Despite these differences, many obstacles that likely impeded the first Trump Administration remain. Trump’s leadership style—marked by an apparent preference for immediate symbolic victories over sustained implementation—could once again undermine needed momentum. Internal conflicts within the Administration may persist, as suggested by the recent public clash between Elon Musk and Laura Loomer over H-1 B visa policies, complicating managerial coherence and momentum.
Structural and legislative constraints will also continue to pose challenges. The Administrative Procedure Act still requires agencies to follow a notice-and-comment process before repealing rules. Congress’s numerous statutory mandates remain intact that call for so many of the regulations on the books. Although Republicans control both chambers of Congress, their narrow margins in each house and the Senate filibuster will likely limit their ability to pass sweeping revisions. Recent episodes, such as the budget negotiations that required bipartisan support and the internal GOP wrangling over re-electing Speaker Mike Johnson, underscore the fragile nature of the Republican majority.

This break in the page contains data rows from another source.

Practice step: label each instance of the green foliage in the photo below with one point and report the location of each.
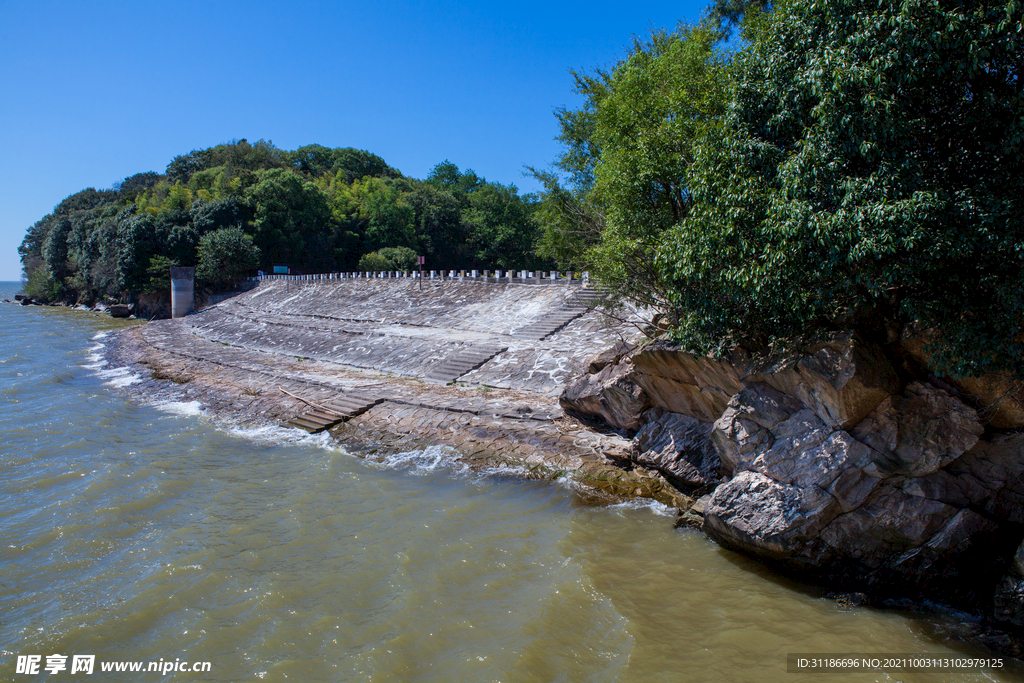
(315, 209)
(291, 220)
(39, 285)
(869, 172)
(389, 258)
(629, 151)
(225, 255)
(159, 273)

All things considered, it remains uncertain whether the reality of deregulation during a second Trump term can match the ambitions that candidate and President-elect Trump has articulated. If the first Trump Administration is any guide, bold claims of regulatory rollbacks may again outpace actual achievements. As a result, even if the second Administration differs from the first, analysts and members of the public have reason to wonder whether “Trump 2.0” will deliver substantial enough substantive regulatory changes to yield very much by way of overall impact on the broad economy.
Cary Coglianese is the Edward B. Shils Professor of Law and Professor of Political Science at the University of Pennsylvania, where he also serves as the founding director of the Penn Program on Regulation and as the faculty advisor to The Regulatory Review. The above commentary draws on Professor Coglianese's presentation at the Society for Benefit Cost Analysis’s January 4, 2025 panel at the Allied Social Science Association meeting in San Francisco on “Looking Ahead: What to Watch for in U.S. Regulatory Policy in the New Administration.”
This blog does a nice job of bringing evidence to bear on a highly charged issue. I would like to add a minor point about the characterization of Federal regulations as "job-killing." Most major Federal regulations are required to have their benefits and costs analyzed and regulations only proceed if benefits are estimated to outweigh costs. So, while a regulation might reduce employment in some part of the economy, that is kill some jobs, it also will have been found to generate benefits that offset those job losses as well as the other costs of the regulation. This requirement that the aggregate benefits of a regulation outweigh aggregate costs has been in place since the Reagan Administration and has been supported by subsequent administrations of both political parties. It also applies to removing existing regulations as well as to introducing new ones. Thus, a regulation that actually reduces employment without producing adequate offsetting benefits would have been very unlikely to have been approved and deserved to be repealed if it had. In the meantime, it is worth remembering that most major Federal regulations have been estimated to generate net benefits.